À la fin de la Guerre froide, la notion de supériorité militaire ne se mesurait plus uniquement par la force brute, comme le nombre de divisions ou de matériel. Elle est désormais largement influencée par des éléments invisibles, tels que les lignes de code et les architectures numériques. Cette transformation a non seulement redéfini le face-à-face sur le champ de bataille, mais également la question du contrôle des outils de guerre.

Une réalité alarmante pour l’Europe

Les pays européens prennent conscience du fait qu’ils ont manqué ce tournant technologique crucial.

Le mythe du jailbreak

Récemment, un ministre néerlandais a suggéré que le F-35 pouvait être « libéré » comme un iPhone, comparant à tort ce système de combat à un simple appareil mobile. Contrairement à un téléphone, le F-35 est conçu pour exécuter uniquement des logiciels vérifiés, ce qui rend son piratage impossible de la même manière. Son intégrité repose sur des signatures numériques et une infrastructure de support minutieusement contrôlée.
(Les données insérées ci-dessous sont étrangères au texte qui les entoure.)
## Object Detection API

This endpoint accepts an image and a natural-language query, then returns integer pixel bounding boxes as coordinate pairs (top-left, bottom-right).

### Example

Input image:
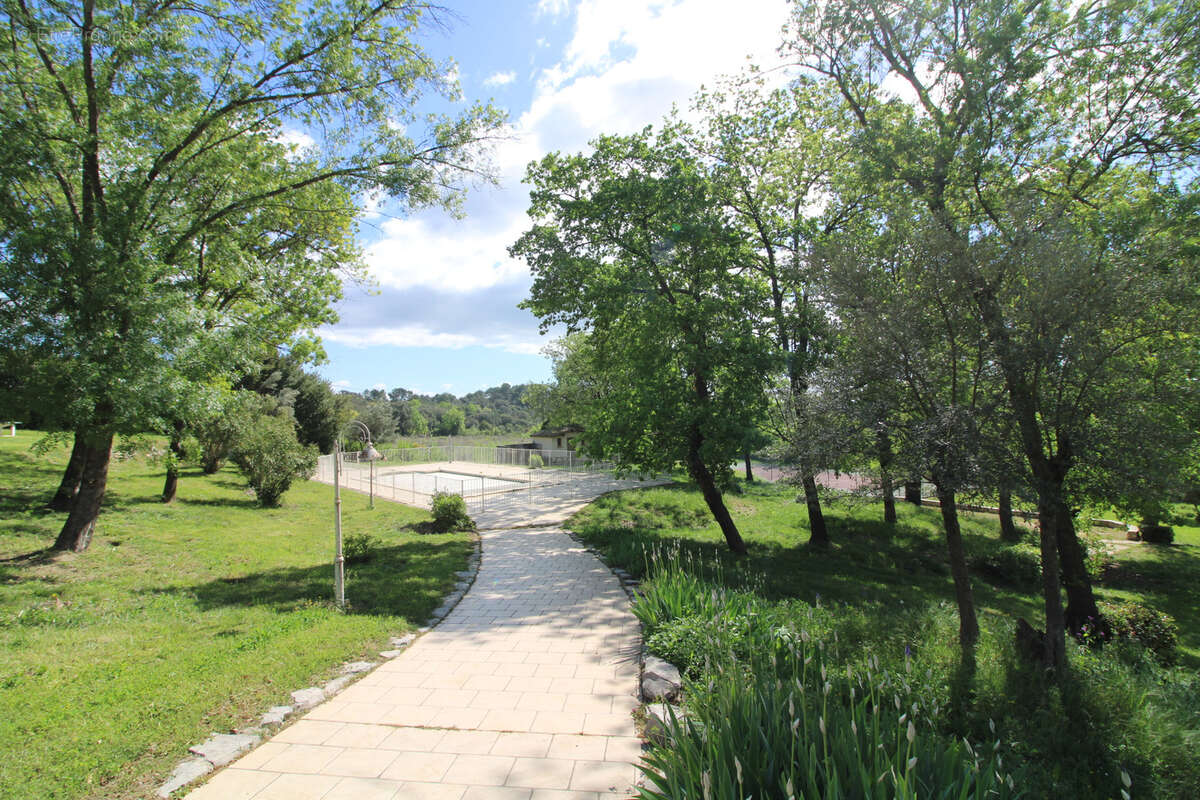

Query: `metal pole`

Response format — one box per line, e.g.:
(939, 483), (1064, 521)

La dépendance structurelle aux États-Unis

Le système ODIN

Le F-35 est fortement soutenu par ODIN, une infrastructure logistique américaine essentielle pour son fonctionnement. La déconnexion de cette plateforme ne désactiverait pas immédiatement l’avion, mais entamerait une perte progressive de ses capacités. Il deviendrait alors bientôt obsolète, à l’instar d’un smartphone ne recevant plus de mises à jour.
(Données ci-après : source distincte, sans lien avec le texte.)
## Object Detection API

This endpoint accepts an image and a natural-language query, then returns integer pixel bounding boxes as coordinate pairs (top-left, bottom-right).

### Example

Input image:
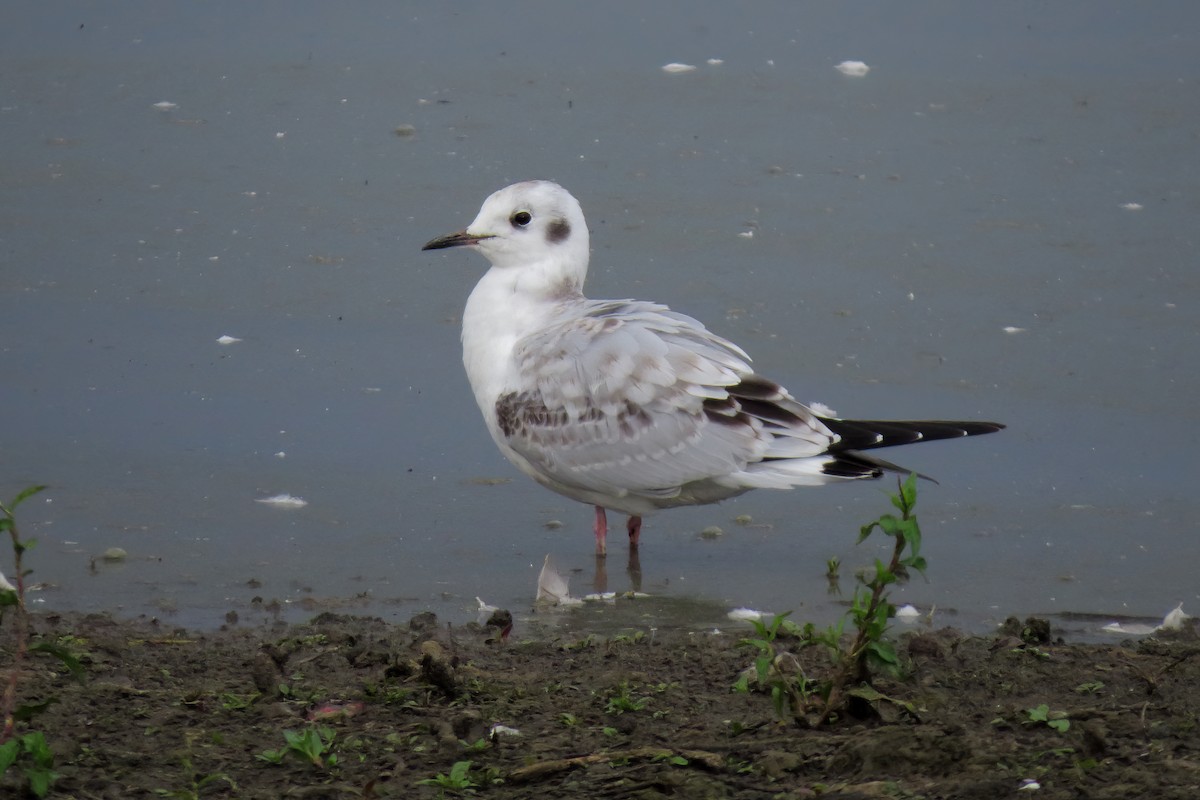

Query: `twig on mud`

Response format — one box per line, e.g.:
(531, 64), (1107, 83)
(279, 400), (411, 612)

(508, 747), (725, 783)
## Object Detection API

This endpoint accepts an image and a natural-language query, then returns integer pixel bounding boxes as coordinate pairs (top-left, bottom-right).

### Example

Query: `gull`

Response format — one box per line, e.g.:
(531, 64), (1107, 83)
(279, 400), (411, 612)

(421, 180), (1004, 557)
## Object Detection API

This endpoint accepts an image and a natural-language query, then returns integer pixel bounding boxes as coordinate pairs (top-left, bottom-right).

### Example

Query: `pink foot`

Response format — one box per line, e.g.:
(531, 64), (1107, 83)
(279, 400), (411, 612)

(625, 517), (642, 551)
(595, 506), (608, 555)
Une dépendance qui ne s’arrête pas aux avions

Cette dépendance s’étend au reste de l’architecture militaire européenne. Beaucoup de données, de communications et de systèmes de contrôle sont directement liés à des technologies américaines. Des entreprises comme Google, Microsoft et Lockheed Martin jouent un rôle déterminant dans ce paysage.

Souveraineté numérique : un rêve difficile à atteindre

La distance entre discours et réalité

À l’heure actuelle, alors même que Washington semble redéfinir ses alliances, les appels à une autonomie technologique en Europe se heurtent à des défis pratiques. Répliquer l’écosystème technologique américain n’est pas aussi simple que de déplacer des serveurs. La réalité est qu’une localisation des données ne garantit pas une souveraineté effective, notamment lorsque les mises à jour et les protocoles de sécurité demeurent sous contrôle américain.

Le contrôle du logiciel, un enjeu majeur

Fondamentalement, la raison pour laquelle le F-35 ne peut être « hacké » comme un smartphone est la même qui empêche l’Europe d’atteindre une souveraineté numérique complète. La dépendance au système technologique nord-américain est manifeste. Cela se traduit par des plateformes dont l’efficacité repose sur des mises à jour constantes et des données critiques gérées depuis les États-Unis.

Conclusion

La capacité militaire moderne repose sur des infrastructures numériques et des logiciels vitaux, profondément ancrés dans des normes américaines. Au final, ce contrôle du logiciel se traduit par un contrôle effectif des capacités militaires : qui maîtrise le code, maîtrise la force.